Mönchengladbach Kasparows leidenschaftliche Lehrstunde

Mönchengladbach · Der Ex- Schach-Weltmeister kennt jetzt Gladbachs Kulturdezernenten Gert Fischer - als Gegner mit Standvermögen. Bei seinem Vortrag am Abend plädierte Kasparow spitzzüngig und unterhaltsam für Entscheidungen mit Intuition und Mut.

Mönchengladbach: Kasparows leidenschaftliche Lehrstunde
Foto: Raupold Isabella

Dass er schnell ziehen kann, zeigte Garry Kasparow gestern nicht nur am Nachmittag beim Simultan-Turnier gegen 16 Hobby-Schachspieler. Beim Vortrag in der Kaiser-Friedrich-Halle bewies er später, dass er auch in seinen Urteilen zur Weltgeschichte schnell, in permanenter Angriffslaune und manchmal wild wie in seinen besten Schachprofi-Zeiten ist. Gorbatschow? Maßlos überschätzt. "In freier Rede wirkt selbst Trump gegen ihn wie Einstein." Putin? Eine Ein-Mann-Diktatur, die Russland ruiniert. "Beim Schach stehen die Regeln fest, und das Ergebnis ist nicht vorhersehbar. Bei Putin ist es genau umgekehrt." Wie besiegt man Gegner, ob am Schachbrett oder auf dem politischen Parkett? Mit Strategie und dem Mut, diesen Plan falls nötig, an den Gegner anzupassen. "Man muss seine Stärken und Schwächen kennen und dem Gegner sein Spiel aufzwingen. Dann macht er den entscheidenden Fehler."

Das gilt selbstredend auch für Gert Fischer, den Kulturdezernenten der Stadt. Der machte den entscheidenden Fehler aber deutlich später als die anderen 15 Schachspieler, die gegen Kasparow antraten.

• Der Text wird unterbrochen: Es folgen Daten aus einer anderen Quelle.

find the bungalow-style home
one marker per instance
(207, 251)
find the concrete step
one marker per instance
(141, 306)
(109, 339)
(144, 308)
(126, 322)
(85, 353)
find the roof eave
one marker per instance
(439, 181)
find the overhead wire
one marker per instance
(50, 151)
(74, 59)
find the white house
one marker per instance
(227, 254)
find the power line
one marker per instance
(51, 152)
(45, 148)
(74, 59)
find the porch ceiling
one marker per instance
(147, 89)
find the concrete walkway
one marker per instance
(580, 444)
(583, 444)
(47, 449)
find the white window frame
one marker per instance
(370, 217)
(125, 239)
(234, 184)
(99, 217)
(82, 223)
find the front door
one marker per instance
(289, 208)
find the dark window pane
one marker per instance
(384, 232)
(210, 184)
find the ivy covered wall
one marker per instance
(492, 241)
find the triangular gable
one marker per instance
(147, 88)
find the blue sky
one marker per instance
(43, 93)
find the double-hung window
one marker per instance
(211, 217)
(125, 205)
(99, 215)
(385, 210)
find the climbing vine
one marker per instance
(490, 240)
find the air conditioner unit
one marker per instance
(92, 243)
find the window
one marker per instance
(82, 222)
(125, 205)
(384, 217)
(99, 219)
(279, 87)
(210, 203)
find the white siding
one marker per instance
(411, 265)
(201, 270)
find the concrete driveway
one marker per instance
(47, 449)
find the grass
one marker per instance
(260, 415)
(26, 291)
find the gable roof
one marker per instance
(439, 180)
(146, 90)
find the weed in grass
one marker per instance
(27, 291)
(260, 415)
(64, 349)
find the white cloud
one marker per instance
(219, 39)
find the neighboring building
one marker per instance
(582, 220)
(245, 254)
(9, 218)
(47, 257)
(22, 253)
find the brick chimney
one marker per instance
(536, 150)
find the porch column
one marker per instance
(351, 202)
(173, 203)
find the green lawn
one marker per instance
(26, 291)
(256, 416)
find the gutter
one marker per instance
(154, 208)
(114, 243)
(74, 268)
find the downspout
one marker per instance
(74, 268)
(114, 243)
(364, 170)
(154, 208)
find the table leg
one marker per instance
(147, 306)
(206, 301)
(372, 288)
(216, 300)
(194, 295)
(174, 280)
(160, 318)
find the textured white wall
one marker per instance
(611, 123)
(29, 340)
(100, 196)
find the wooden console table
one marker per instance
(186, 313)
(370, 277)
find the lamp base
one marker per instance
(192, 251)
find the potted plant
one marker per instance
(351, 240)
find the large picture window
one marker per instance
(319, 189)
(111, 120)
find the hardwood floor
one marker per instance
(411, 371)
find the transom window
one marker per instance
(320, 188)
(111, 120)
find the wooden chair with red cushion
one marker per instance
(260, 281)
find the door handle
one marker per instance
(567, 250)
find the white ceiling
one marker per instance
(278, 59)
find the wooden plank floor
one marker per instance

Erst beim 57. Zug war er matt, und Kasparow war sichtlich irritiert, dass all das so lange dauerte. Als er - eine halbe Stunde später als vorgesehen - mit Fischer den letzten Spieler besiegt hatte, sprintete Kasparow fast aus dem Saal. "Als ich alleine übrig war und er sich nur auf unsere Partie konzentrieren konnte, war es ganz schnell vorbei", berichtete Fischer später.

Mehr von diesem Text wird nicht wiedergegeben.